Именно этот клубок и должен был распутать Турецкий, уже пожалевший о том, что поддался уговорам гринписовцев. Во-первых, где та Москва и где те Стожары, чтобы вести полнокровное расследование, а во-вторых… Чтобы досконально разобраться во всем этом и не наломать дров, надо было жить в этой таежной глухомани, надо было хотя бы ориентироваться в тех особенностях и нюансах, которыми пропитан этот край, и что не менее важно, знать неписаные законы тайги.

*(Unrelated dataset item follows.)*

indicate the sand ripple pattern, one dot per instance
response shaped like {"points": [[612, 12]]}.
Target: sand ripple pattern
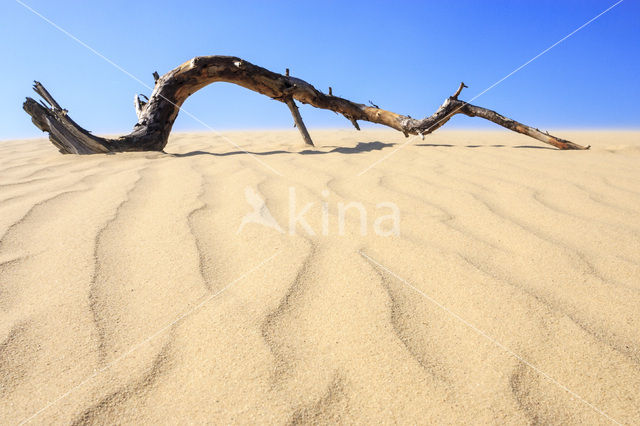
{"points": [[538, 248]]}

И если все это свести в единое целое, то Турецкий слишком поздно понял, что начни он расследование, как его ждет полнейшее фиаско, если только не провал. В чем он и признался Грязнову, выложив на стол все свои соображения.
Ситуация складывалась, не позавидуешь. И обратного хода нет, да и впереди нечто длинное и темное без света в конце туннеля. Короче говоря, тот самый случай, когда наработанный имидж «Глории» загнал Турецкого в капкан, и теперь Грязнову оставалось только посочувствовать другу.
— Ну и с чего думаешь начинать? — спросил Вячеслав, катая по клеенке хлебный катыш.
Александр Борисович издал заунывный вздох, словно его вели на заклание, с тоской покосился на рюмку и кивнул хозяину дома на вместительный пузырь «Особой очищенной», который не поленился везти из Москвы.